Agree loudly with that member of the group when they speak up. "Yeah, I really don't dig that behavior either." "Seriously, can you tone it down?" "He's right, that ISN'T funny." The more it becomes apparent that this idea is the majority POV, the more people feel comfortable policing a peer. Eventually the peer either becomes socialized properly, or they get evicted from the group and find some other poor souls to torment.
I have never been described as 'assuredly expressing myself.' That's a nice way of saying I'm blunt asshole. I like it. Might put it on a t-shirt.
Interacting with you live has given me added texture and I'm finding your bluntness more charming the longer we play. Sincerely. No bullshit. Also you hate the monarchy enough to refuse to pledge to them and I respect anyone who would tell them to fuck off.
And that's the biggest part of it; sometimes there's no 'fixing' the problem between people at a table. Sometimes someone just has to go.

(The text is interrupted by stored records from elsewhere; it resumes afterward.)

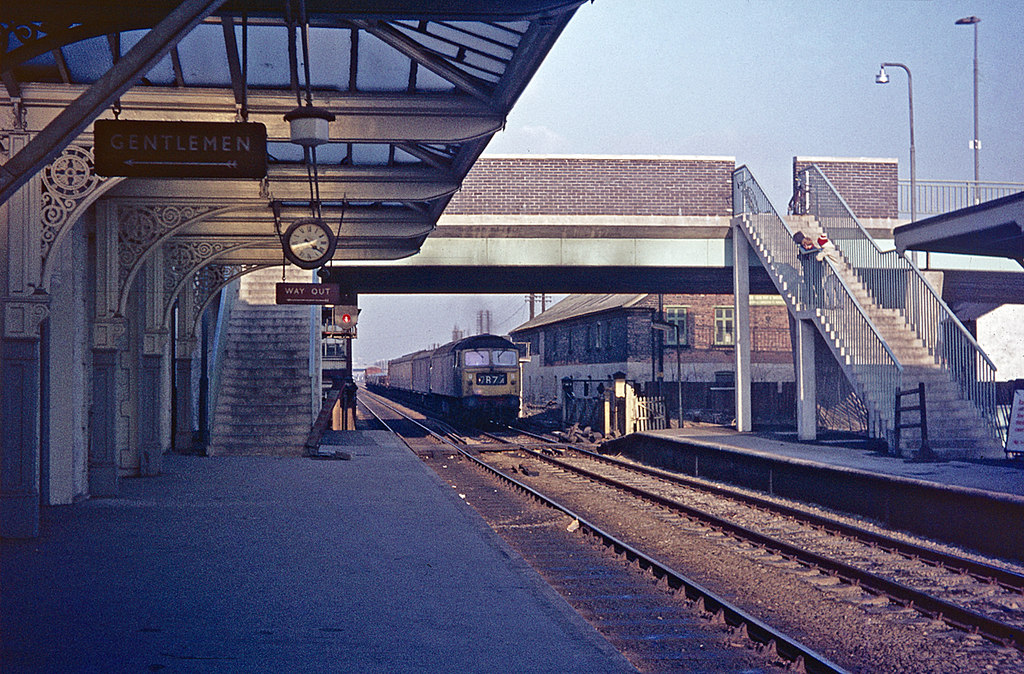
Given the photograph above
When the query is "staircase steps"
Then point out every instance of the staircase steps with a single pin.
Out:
(264, 402)
(954, 425)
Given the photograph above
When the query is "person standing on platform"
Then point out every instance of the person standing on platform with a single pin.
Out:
(807, 253)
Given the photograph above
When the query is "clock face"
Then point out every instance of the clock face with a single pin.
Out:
(308, 243)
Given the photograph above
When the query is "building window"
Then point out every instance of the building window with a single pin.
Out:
(677, 317)
(724, 326)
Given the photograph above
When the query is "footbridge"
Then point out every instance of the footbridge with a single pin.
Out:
(109, 281)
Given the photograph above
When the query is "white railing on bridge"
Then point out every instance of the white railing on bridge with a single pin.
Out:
(853, 337)
(894, 282)
(937, 197)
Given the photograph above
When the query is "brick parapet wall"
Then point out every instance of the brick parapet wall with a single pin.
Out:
(869, 186)
(597, 185)
(627, 334)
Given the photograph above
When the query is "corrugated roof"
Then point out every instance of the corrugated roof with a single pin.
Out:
(579, 305)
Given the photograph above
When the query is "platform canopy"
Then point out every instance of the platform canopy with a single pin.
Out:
(993, 228)
(417, 87)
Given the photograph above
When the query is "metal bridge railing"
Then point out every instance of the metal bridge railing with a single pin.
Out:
(894, 282)
(937, 197)
(818, 287)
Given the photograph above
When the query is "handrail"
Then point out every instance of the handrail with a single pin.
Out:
(935, 197)
(928, 286)
(895, 283)
(869, 362)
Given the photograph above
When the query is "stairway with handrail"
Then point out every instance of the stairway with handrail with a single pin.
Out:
(883, 338)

When you take on the role of DM, you definitely take on the responsibility, in my opinion, of dismissing disruptive players. 'If you behave this way, you're not welcome at the next game.' If anyone else has a problem with that, maybe it's time to reevaluate the entire group and what everyone wants from it.

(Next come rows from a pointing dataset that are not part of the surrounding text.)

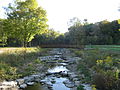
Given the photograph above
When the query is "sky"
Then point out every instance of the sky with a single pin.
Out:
(60, 11)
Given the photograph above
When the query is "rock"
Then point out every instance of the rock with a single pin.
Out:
(9, 83)
(20, 81)
(72, 75)
(77, 83)
(87, 86)
(57, 56)
(69, 84)
(43, 81)
(29, 79)
(30, 83)
(75, 79)
(23, 86)
(74, 88)
(64, 73)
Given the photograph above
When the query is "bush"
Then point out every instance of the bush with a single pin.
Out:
(80, 87)
(7, 72)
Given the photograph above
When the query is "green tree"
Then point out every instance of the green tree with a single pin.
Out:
(26, 20)
(3, 33)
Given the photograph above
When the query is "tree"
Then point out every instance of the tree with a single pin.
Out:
(26, 20)
(3, 33)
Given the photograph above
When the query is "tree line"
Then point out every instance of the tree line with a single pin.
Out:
(25, 25)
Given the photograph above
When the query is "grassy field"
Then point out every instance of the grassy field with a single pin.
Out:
(15, 62)
(100, 65)
(104, 47)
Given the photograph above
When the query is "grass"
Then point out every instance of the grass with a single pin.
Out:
(104, 47)
(22, 59)
(107, 70)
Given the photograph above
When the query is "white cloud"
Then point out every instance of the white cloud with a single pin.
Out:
(60, 11)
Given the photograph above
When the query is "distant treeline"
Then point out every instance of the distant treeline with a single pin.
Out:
(100, 33)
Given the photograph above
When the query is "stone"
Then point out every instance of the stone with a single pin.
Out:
(29, 79)
(9, 83)
(23, 86)
(75, 79)
(20, 81)
(30, 83)
(77, 83)
(69, 84)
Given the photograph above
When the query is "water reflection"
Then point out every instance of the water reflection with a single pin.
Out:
(37, 86)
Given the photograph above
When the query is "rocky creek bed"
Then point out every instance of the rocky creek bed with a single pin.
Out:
(59, 77)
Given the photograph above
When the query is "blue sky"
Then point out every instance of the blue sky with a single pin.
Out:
(60, 11)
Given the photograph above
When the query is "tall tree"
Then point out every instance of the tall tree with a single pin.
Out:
(26, 20)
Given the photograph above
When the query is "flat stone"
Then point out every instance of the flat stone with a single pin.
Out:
(20, 81)
(68, 84)
(23, 86)
(30, 83)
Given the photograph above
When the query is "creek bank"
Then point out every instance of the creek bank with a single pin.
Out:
(60, 74)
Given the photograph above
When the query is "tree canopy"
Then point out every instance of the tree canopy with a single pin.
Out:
(25, 20)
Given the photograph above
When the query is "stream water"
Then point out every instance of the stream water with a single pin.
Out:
(56, 82)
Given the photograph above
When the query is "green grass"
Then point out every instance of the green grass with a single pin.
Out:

100% this. There was a moment in my last long game where there was some friction at the table and it was sort of threatening group cohesion, and I took everyone aside and did a one on one where it was like "hey, if this is where we're at I just don't want to run" and because we're all adults, it got sorted, and that game kept going for like two more years. And we're all still playing. Sometimes the adult conversation is exactly the right thing. If nothing else it sorts out if these are the players for you.

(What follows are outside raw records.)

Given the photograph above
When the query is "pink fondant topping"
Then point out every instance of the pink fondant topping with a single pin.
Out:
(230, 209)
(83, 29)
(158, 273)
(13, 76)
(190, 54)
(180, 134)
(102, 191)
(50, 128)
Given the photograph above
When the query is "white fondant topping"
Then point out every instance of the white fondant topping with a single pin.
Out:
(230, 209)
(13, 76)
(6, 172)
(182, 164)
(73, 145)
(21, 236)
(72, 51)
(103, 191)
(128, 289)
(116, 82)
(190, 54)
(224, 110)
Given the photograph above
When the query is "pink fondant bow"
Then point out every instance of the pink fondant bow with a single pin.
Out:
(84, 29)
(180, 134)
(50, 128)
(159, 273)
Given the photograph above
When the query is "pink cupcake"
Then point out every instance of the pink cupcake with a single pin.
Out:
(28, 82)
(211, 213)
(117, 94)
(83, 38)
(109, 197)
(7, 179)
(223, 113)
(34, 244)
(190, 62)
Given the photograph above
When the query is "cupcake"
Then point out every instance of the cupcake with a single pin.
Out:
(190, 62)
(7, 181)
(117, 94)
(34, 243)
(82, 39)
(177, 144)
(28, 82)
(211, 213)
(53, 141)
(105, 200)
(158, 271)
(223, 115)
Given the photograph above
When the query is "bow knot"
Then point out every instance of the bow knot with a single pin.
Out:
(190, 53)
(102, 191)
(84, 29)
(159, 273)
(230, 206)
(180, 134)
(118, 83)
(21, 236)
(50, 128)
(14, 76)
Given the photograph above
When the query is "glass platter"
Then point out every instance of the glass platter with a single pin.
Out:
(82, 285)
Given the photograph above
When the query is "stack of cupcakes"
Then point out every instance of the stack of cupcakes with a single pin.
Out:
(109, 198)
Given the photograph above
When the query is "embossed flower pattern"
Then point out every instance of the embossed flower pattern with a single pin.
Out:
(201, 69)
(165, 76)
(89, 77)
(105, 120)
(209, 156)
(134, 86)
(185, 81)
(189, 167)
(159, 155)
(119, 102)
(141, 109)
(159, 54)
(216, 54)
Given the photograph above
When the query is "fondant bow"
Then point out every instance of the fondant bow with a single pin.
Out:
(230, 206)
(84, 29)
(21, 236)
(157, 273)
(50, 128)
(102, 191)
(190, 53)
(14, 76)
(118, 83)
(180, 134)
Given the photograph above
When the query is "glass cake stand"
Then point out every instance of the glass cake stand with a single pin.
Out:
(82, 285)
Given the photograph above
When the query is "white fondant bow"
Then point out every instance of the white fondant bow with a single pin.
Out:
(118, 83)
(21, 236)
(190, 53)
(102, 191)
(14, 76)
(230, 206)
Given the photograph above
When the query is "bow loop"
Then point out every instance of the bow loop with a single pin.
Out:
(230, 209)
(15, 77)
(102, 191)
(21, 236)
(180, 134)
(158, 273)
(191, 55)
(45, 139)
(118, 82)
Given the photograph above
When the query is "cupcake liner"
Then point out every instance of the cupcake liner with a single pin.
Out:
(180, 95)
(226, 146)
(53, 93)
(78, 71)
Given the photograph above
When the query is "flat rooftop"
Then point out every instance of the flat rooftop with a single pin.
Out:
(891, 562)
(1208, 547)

I feel like I would hate playing in a game I paid for. I think I would put too much pressure on myself to make it 'worth it' - and also not to disrupt anyone else's enjoyment of something they paid for. Now I'm second-guessing everything I do and say in the game to try to avoid harming the experience for anyone else, and ultimately end up not enjoying it for myself.
Agreed. I'd also hate being a paid DM because then I'd be an employee of the players. Nah. This is my hobby. A hobby I like and take seriously as a hobby, but a hobby none the less. I'm not clocking in for it. We're here to have fun and I'm playing host, but that's it. I don't want to owe anybody a game because money changed hands. I want us all to just enjoy showing up.